No Spoilers: A caricaturist deals with the demands of his editor while his daughter suffers from a mysterious disease that is ravaging the city. Despite the immediacy of the problem, though, the widespread death and growing unease, the newspaper and the government at large seems more interested in pushing the story of the Scrimshander, a sort of bogeyman who is supposed to represent someone to project that fear onto in order to transform fear into hatred. For the caricaturist, made not only spectator but participant in this spectacle, in this willful muddying of the truth, it comes with the knowledge that he’s helping those in power not seek to help him or his family. And from there, the story becomes about what one person can do, and what one person should do, when faced with authoritarian bullshit and widespread corruption.

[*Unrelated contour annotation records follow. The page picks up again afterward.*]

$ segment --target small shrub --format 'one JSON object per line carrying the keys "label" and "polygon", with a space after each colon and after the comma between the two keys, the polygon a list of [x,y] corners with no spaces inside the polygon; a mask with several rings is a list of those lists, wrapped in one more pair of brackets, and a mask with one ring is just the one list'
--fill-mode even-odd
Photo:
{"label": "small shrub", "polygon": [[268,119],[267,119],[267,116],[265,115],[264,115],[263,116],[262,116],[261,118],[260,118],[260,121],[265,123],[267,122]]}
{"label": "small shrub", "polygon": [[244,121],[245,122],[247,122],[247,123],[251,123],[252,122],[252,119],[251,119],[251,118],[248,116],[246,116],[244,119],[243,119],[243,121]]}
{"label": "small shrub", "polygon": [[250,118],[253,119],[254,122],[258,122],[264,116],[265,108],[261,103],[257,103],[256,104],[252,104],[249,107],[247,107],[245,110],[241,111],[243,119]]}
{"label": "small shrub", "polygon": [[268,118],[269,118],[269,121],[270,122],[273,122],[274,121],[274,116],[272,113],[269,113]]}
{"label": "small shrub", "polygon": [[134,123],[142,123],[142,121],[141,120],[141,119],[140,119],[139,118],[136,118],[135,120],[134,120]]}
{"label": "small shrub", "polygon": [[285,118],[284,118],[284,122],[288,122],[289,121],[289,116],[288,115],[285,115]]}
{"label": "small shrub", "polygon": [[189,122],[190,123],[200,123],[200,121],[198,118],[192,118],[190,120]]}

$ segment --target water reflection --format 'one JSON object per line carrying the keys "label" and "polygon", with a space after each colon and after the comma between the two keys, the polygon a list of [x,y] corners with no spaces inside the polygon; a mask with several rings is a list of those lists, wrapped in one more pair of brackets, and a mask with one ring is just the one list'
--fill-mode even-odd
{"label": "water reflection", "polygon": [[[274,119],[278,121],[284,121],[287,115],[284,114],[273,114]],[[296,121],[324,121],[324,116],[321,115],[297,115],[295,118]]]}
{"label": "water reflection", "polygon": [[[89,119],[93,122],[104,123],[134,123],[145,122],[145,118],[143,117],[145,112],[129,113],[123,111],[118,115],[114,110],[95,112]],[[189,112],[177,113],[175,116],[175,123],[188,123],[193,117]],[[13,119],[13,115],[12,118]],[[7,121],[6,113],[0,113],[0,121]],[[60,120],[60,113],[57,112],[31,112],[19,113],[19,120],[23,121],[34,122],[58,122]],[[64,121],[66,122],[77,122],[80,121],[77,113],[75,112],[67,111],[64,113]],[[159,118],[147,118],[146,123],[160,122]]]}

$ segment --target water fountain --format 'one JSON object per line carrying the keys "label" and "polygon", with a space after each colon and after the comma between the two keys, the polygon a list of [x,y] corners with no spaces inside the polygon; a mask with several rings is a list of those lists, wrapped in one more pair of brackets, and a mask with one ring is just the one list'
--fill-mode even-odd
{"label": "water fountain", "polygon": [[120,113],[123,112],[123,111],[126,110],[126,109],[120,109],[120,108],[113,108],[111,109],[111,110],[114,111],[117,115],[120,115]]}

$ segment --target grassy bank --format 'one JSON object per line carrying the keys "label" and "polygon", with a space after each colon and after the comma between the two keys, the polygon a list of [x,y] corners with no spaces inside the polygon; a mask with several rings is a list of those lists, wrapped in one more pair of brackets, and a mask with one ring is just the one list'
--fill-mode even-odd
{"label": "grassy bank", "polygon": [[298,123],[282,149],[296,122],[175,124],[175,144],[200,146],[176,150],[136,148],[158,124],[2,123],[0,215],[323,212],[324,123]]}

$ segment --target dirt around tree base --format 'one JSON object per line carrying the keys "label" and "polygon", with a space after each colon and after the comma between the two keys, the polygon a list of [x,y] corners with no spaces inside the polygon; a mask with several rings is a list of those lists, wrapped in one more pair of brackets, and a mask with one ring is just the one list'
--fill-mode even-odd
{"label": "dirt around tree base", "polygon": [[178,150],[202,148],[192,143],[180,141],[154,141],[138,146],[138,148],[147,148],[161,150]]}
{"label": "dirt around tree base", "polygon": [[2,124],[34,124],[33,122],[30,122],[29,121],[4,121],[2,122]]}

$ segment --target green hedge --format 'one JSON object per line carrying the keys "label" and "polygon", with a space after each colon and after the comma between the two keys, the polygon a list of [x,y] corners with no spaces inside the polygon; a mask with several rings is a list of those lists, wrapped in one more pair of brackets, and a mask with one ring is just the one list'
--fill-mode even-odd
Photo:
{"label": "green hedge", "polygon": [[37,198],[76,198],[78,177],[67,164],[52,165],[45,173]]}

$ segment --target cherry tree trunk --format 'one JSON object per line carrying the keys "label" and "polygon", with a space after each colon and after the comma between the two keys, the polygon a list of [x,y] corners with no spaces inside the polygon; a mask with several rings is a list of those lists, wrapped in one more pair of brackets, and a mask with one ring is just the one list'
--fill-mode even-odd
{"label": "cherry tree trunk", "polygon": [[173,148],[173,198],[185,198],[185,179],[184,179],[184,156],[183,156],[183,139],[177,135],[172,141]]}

Keywords: Newspapers, Disease, Loss, Family, Propaganda, Fear
Review: There are a lot of things that aren’t exactly explained within this story. The origin of the Scrimshander, for one, is never really expanded upon. Nor what exactly Mallinos is, aside from sort of black hole that resides in the sky near the city, and which might be causing the sickness. Whatever the case, the real point of the story doesn’t to me seem to require explanations. Because the real point for me is what’s happening with the caricaturist and his family. How his wife is dead, his child dying. How he is powerless in the face of that. And how that powerlessness can lead him in different directions. But that it needs shape, needs direction. The editor and the politicians are trying to get him to aim that at the Scrimshander, and yet it’s a ruse, a trick. More and more he sees the true face of evil, the true face to blame for what’s happened to him and his family. And it means that he finds a direction to move, finds something To Do. And that becomes vital in all of this, because the point of the propaganda is to get people to do nothing. To accept that this bogey is to blame so that the editor can craft a story that will give people a sort of emotional release without ever having to take responsibility for what happens. And I like that the story holds action as necessary here, shows the caricaturist standing up and resolving to resist, to rebel, and to wake the people up to what’s really going on. It’s a short, but invigorating read!